Correction of Insurance Company's Financial Statements After the Enactment of PSAK 117
Abstract
This study reveals accounting corrections with the issuance of 117 financial accounting standard statements, compared to the differences in previous accounting standards. With the issuance of the Financial Accounting Standard Statement 117 (PSAK 117), it has become a standard or guideline for reporting insurance contracts in the form of financial statements. This standard covers all types of insurance contracts, whether issued by insurance companies or other entities involved in insurance activities. The main differences between PSAK 117 and the previous issued financial accounting standards, namely PSAK 28, are in the measurement and disclosure of debts and the disclosure of asset value.

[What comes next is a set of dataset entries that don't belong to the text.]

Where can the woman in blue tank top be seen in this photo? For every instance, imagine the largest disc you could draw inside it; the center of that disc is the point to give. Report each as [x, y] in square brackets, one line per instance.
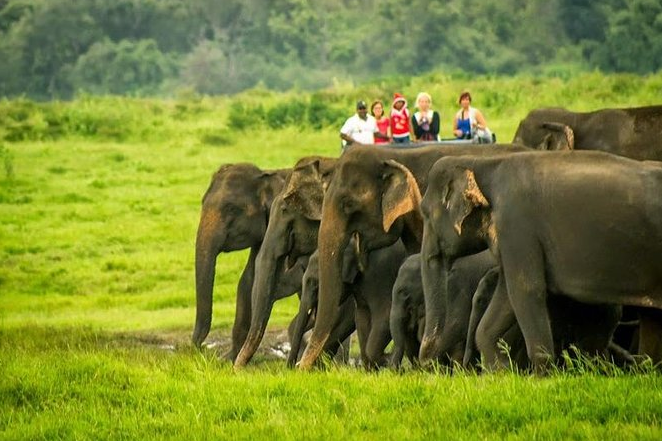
[469, 122]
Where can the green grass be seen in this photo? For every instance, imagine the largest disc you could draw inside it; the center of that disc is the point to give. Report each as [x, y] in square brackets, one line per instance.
[97, 297]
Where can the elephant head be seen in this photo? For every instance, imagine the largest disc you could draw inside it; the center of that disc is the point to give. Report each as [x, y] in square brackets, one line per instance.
[291, 235]
[546, 129]
[234, 215]
[456, 222]
[365, 200]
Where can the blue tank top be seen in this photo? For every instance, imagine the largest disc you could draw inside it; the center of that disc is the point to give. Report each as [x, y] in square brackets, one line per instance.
[465, 126]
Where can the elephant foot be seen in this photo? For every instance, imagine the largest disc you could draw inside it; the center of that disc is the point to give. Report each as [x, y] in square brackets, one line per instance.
[311, 354]
[430, 349]
[231, 355]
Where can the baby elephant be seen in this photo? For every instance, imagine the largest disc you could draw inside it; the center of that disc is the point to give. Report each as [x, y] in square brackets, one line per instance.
[408, 305]
[407, 318]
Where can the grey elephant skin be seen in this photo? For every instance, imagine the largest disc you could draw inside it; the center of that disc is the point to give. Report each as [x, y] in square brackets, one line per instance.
[305, 318]
[408, 308]
[368, 285]
[576, 326]
[373, 196]
[290, 237]
[234, 216]
[587, 225]
[632, 132]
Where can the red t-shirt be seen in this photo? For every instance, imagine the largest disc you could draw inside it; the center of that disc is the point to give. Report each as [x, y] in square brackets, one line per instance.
[400, 123]
[382, 125]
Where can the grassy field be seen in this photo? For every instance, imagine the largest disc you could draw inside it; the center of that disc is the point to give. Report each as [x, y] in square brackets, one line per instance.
[98, 214]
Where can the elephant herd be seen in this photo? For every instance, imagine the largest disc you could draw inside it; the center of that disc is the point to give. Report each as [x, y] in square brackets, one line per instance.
[452, 250]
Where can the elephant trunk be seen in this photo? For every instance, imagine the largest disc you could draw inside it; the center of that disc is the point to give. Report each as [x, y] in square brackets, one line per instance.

In the implementation of PSAK 117, it adopts a risk-based approach, which allows companies to reflect obligations more accurately according to the risks involved. The enactment of these accounting standards also includes actuarial assumptions and more transparent disclosure of the risks faced by insurance companies. PSAK 74, this study is a literature study that reveals the differences between PSAK 117 and previous accounting standards, offering a more structured and comprehensive approach in recording insurance contracts compared to PSAK 74. The results of this study reveal Revenue, Costs, Premium and Reserve Value, Liabilities, and Claim Value Disclosure. The application of accounting standards such as PSAK 117 or IFRS 17 can affect the recording of revenue, expenses, and profit and loss, which can impact the company's financial performance. Therefore, insurance companies need to monitor and manage financial ratios to ensure financial health and sustainable performance.